A imagem do cosmonauta surgindo em preto e branco na tela, evoluindo como um feto ligado à nave ou útero por um cordão umbilical, pode representar o nascimento de uma nova era para a humanidade. As evoluções do cosmonauta no espaço podem simbolizar o crescimento e desenvolvimento do ser humano, tanto no aspecto físico quanto intelectual. No entanto, a reviravolta ocorre quando a tela se torna vermelha, provavelmente representando uma mudança significativa. O choro de um bebê pode ser interpretado como o nascimento de um novo homem, "La Nouvelle Création", sugerindo uma transformação profunda e uma nova forma de existência. Essa interpretação traz elementos de progresso, exploração espacial e renascimento do indivíduo e da humanidade como um todo. Ela pode sugerir esperança e potencial para um futuro melhor ou uma visão utópica de uma nova era em que o homem se expande além dos limites terrestres. Além disso, o livro também proporciona um olhar intimista sobre a personalidade de Pape, revelando sua paixão pela arte e seu compromisso em criar obras que desafiam as convenções e estimulam a reflexão. Através de depoimentos de pessoas próximas, Strigger mergulha na mente criativa da artista, revelando os desafios e conquistas enfrentados ao longo de sua carreira.

A obra de Pape é uma forma de elucidar sua genialidade em exprimir os sentimentos de uma nova criação por meio de um roteiro milimetricamente projetado para imersão abstrata do público em relação ao poema expresso na tela.

Uma das principais influências presentes nesta obra é a filosofia existencialista, que busca compreender a existência humana e sua liberdade de escolha. Lygia Pape utiliza elementos como a geometria e a abstração para criar um ambiente que convida o espectador a refletir sobre seu papel no mundo e suas possibilidades de ação.

Outra influência perceptível é a filosofia fenomenológica, que se concentra na experiência individual e na maneira como percebemos e interpretamos o mundo ao nosso redor. A artista utiliza formas e cores para criar uma experiência sensorial única, convidando o espectador a se envolver com a obra e refletir sobre sua própria percepção da realidade.
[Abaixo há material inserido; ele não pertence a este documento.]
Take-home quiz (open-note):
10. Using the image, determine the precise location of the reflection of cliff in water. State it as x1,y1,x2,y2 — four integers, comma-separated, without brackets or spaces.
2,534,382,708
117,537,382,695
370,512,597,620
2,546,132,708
Além disso, é possível identificar influências do pensamento de Gilles Deleuze, especialmente sua teoria sobre o devir e a diferença. Pape explora a ideia de transformação constante e de como o indivíduo pode se reinventar e se adaptar às mudanças do mundo, refletindo os conceitos deleuzianos de multiplicidade e individualidade.No espaço com Lygia Pape é uma leitura enriquecedora e cativante para qualquer pessoa interessada em arte contemporânea e na história cultural do Brasil. Veronica Strigger oferece uma perspectiva relevante e esclarecedora sobre a obra de Pape, ao mesmo tempo em que nos leva a refletir sobre o poder transformador que a arte pode ter em nossas vidas.